I found Anna Slafer’s presentation at the International Spy Museum on the museum’s current challenges and the future plans for the building. I find it very interesting and insightful to learn more about exhibit design and the museum’s storytelling approach for a new space. As Slafer mentioned, there is a great opportunity here. I agree with my classmates as we agreed that this 2002 museum felt a little outdated and could be confusing at times. I look forward to seeing the new museum in the future. During the presentation, I found parallels to our first workshop on storytelling by writer Tim Wendel. It felt like a full circle as we wrap up this seminar.

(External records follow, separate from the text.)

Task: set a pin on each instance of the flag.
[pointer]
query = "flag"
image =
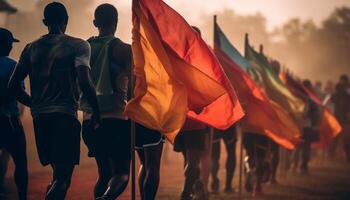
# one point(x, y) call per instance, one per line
point(275, 89)
point(176, 74)
point(262, 115)
point(328, 126)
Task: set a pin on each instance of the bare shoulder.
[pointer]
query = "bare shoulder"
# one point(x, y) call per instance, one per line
point(121, 50)
point(77, 42)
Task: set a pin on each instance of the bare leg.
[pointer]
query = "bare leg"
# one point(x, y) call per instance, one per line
point(104, 175)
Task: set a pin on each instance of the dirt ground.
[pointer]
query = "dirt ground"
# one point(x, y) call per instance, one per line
point(327, 180)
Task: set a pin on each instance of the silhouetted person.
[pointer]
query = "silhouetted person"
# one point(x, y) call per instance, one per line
point(192, 141)
point(12, 137)
point(229, 137)
point(341, 99)
point(256, 146)
point(58, 68)
point(275, 158)
point(310, 132)
point(110, 70)
point(149, 146)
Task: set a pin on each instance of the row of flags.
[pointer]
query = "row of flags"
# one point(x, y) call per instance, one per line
point(177, 75)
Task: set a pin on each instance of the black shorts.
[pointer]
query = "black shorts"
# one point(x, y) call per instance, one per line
point(145, 137)
point(194, 139)
point(256, 145)
point(12, 137)
point(57, 138)
point(111, 139)
point(228, 135)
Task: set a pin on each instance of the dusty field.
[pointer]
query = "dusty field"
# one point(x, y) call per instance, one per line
point(328, 180)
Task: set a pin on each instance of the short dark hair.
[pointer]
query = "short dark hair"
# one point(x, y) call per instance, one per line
point(307, 83)
point(55, 13)
point(195, 28)
point(344, 77)
point(106, 15)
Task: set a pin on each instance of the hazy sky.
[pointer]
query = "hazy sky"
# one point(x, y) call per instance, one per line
point(276, 11)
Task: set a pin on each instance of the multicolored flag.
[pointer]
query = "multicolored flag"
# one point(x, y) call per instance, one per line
point(262, 115)
point(275, 89)
point(329, 127)
point(176, 74)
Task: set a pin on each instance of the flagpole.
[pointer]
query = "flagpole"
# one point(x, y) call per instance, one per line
point(240, 161)
point(133, 163)
point(132, 146)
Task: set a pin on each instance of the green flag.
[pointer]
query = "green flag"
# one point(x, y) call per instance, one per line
point(263, 73)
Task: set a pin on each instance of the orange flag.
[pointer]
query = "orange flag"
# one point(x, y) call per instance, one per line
point(262, 115)
point(176, 74)
point(329, 126)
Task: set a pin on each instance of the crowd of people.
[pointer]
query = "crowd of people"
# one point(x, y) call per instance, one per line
point(61, 68)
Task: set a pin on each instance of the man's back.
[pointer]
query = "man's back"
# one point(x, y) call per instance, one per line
point(9, 106)
point(51, 61)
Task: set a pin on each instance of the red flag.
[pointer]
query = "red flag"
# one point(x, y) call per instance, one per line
point(176, 72)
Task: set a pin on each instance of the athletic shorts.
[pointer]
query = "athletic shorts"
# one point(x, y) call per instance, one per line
point(228, 135)
point(57, 138)
point(111, 139)
point(145, 137)
point(194, 139)
point(12, 137)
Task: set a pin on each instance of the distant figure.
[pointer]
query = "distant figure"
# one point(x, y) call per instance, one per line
point(110, 71)
point(58, 66)
point(12, 137)
point(319, 90)
point(192, 141)
point(310, 132)
point(229, 138)
point(341, 99)
point(256, 146)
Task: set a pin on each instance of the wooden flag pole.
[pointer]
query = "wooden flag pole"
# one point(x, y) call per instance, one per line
point(132, 146)
point(240, 162)
point(133, 162)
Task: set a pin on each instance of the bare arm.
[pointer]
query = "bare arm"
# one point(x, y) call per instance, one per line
point(82, 67)
point(88, 89)
point(15, 85)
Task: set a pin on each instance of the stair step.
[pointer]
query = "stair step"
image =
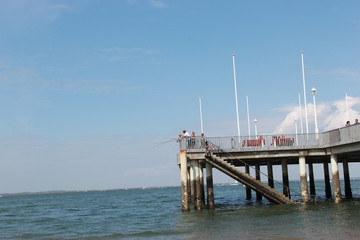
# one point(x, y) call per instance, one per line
point(249, 181)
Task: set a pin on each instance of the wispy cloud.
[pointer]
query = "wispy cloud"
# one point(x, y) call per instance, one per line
point(157, 3)
point(18, 15)
point(117, 53)
point(29, 78)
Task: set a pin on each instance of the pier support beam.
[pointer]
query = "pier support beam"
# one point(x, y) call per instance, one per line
point(286, 188)
point(311, 180)
point(257, 174)
point(184, 182)
point(209, 187)
point(270, 174)
point(198, 195)
point(327, 179)
point(303, 180)
point(336, 179)
point(202, 191)
point(192, 183)
point(348, 193)
point(248, 190)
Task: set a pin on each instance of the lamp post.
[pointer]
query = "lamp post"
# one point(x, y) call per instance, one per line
point(296, 139)
point(255, 122)
point(313, 91)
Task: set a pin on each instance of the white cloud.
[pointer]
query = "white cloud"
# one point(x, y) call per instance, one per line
point(340, 72)
point(330, 115)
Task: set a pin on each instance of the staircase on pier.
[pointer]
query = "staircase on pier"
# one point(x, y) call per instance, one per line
point(247, 180)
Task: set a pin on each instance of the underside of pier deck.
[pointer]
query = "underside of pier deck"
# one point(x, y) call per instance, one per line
point(256, 185)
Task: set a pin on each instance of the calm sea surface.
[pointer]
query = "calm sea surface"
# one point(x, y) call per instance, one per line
point(156, 214)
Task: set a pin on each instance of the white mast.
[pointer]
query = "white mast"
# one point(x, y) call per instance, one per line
point(305, 108)
point(301, 125)
point(236, 100)
point(347, 108)
point(201, 123)
point(247, 108)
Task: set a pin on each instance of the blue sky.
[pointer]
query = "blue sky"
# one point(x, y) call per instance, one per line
point(91, 90)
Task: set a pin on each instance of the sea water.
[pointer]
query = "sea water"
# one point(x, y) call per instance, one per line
point(155, 213)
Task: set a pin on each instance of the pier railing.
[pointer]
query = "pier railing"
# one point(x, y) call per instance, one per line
point(274, 141)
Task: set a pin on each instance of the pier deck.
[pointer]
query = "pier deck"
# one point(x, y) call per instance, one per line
point(337, 146)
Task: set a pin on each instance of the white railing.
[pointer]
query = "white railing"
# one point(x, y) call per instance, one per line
point(276, 141)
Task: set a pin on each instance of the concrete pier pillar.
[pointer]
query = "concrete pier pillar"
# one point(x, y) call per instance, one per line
point(303, 180)
point(198, 195)
point(189, 185)
point(192, 183)
point(336, 179)
point(286, 188)
point(327, 179)
point(270, 174)
point(184, 182)
point(311, 180)
point(202, 185)
point(257, 174)
point(209, 187)
point(248, 190)
point(348, 193)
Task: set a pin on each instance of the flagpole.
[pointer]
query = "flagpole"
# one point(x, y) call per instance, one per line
point(347, 108)
point(305, 107)
point(201, 123)
point(247, 109)
point(301, 124)
point(236, 99)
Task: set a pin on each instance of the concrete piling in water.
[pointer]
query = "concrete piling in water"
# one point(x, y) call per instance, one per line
point(198, 193)
point(209, 187)
point(327, 179)
point(348, 193)
point(192, 183)
point(311, 179)
point(303, 180)
point(286, 187)
point(257, 174)
point(202, 192)
point(248, 190)
point(336, 179)
point(270, 174)
point(184, 182)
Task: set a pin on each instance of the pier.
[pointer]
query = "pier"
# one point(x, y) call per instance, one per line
point(231, 154)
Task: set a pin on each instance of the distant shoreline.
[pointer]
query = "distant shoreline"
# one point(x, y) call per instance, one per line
point(117, 189)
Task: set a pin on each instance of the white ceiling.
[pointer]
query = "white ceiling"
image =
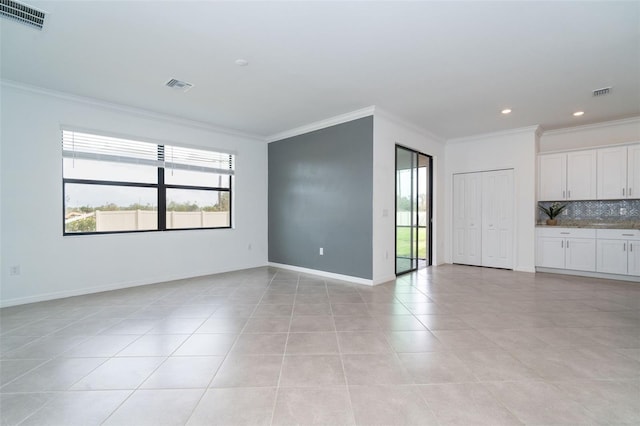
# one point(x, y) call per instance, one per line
point(448, 67)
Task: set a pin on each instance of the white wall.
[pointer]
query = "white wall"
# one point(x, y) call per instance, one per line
point(601, 134)
point(387, 132)
point(54, 266)
point(506, 150)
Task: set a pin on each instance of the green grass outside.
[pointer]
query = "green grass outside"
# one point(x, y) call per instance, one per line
point(403, 242)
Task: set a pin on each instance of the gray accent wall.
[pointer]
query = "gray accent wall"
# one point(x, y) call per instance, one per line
point(321, 195)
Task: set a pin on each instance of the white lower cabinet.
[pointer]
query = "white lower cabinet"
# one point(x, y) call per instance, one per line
point(566, 248)
point(618, 251)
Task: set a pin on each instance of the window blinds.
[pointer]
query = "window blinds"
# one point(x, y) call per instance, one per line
point(105, 148)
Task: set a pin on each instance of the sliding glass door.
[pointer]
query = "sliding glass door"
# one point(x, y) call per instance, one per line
point(413, 210)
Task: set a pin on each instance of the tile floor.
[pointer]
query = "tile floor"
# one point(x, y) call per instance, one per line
point(450, 345)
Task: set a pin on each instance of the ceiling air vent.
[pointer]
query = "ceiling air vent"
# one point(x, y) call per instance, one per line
point(177, 84)
point(602, 92)
point(22, 13)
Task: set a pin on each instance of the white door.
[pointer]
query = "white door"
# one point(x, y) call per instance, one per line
point(581, 175)
point(633, 171)
point(612, 173)
point(497, 219)
point(552, 179)
point(467, 212)
point(612, 256)
point(633, 255)
point(550, 252)
point(580, 254)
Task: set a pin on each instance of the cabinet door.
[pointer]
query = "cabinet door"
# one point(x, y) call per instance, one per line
point(580, 254)
point(612, 173)
point(633, 256)
point(497, 219)
point(581, 175)
point(552, 177)
point(467, 243)
point(612, 256)
point(550, 252)
point(633, 171)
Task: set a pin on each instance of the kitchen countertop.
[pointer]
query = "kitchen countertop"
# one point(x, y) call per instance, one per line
point(593, 225)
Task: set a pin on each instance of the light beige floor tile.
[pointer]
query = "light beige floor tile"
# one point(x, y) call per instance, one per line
point(101, 346)
point(436, 367)
point(466, 404)
point(238, 407)
point(361, 342)
point(184, 373)
point(313, 406)
point(79, 408)
point(495, 364)
point(58, 374)
point(346, 323)
point(15, 407)
point(312, 371)
point(264, 343)
point(156, 408)
point(206, 344)
point(312, 323)
point(154, 345)
point(312, 343)
point(119, 374)
point(390, 405)
point(540, 403)
point(248, 371)
point(377, 369)
point(414, 341)
point(267, 325)
point(610, 402)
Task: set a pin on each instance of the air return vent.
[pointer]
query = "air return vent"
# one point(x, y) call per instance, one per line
point(22, 13)
point(177, 84)
point(602, 92)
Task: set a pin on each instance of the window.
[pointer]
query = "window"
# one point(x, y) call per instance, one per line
point(120, 185)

Tim Wendel spoke of structure during storytelling (I blogged about it here). Stories need structure. There is a beginning, middle and end. While at the same time, I have learned that one can be creative with it, just like our final projects. There are structural elements that help you tell a good storytelling; this applies to journalism (Wendel) and museum exhibit design (Slafer). I like Slafer’s point that “a story begins when something actually happens.” I thought of Wendel’s point that action, not movement, propels a story forward. It is now a narrative and not a summary. This is where the title from this blog post, And. But. Therefore., come into play. I will use these three words when analyzing exhibits told in museum exhibits. A.B.T. says that there is a story and something happens but then there is a challenge, perhaps tension, and then therefore there is an answer or end of the story. It found it interesting that not all stories followed this model but excited that this will be apparent in the new Spy Museum. I suspect that even though the museum can not tell every story, if they follow the aforementioned, then they will not need to. People will remember these stories and it will help limit confusion or feelings of boredom.
To conclude the blog, I just wanted to not that I have learned a great deal about museum experiences, exhibit design, visitor experience, and more. I know this will only make me a better museum professional and can’t wait to apply what I learned.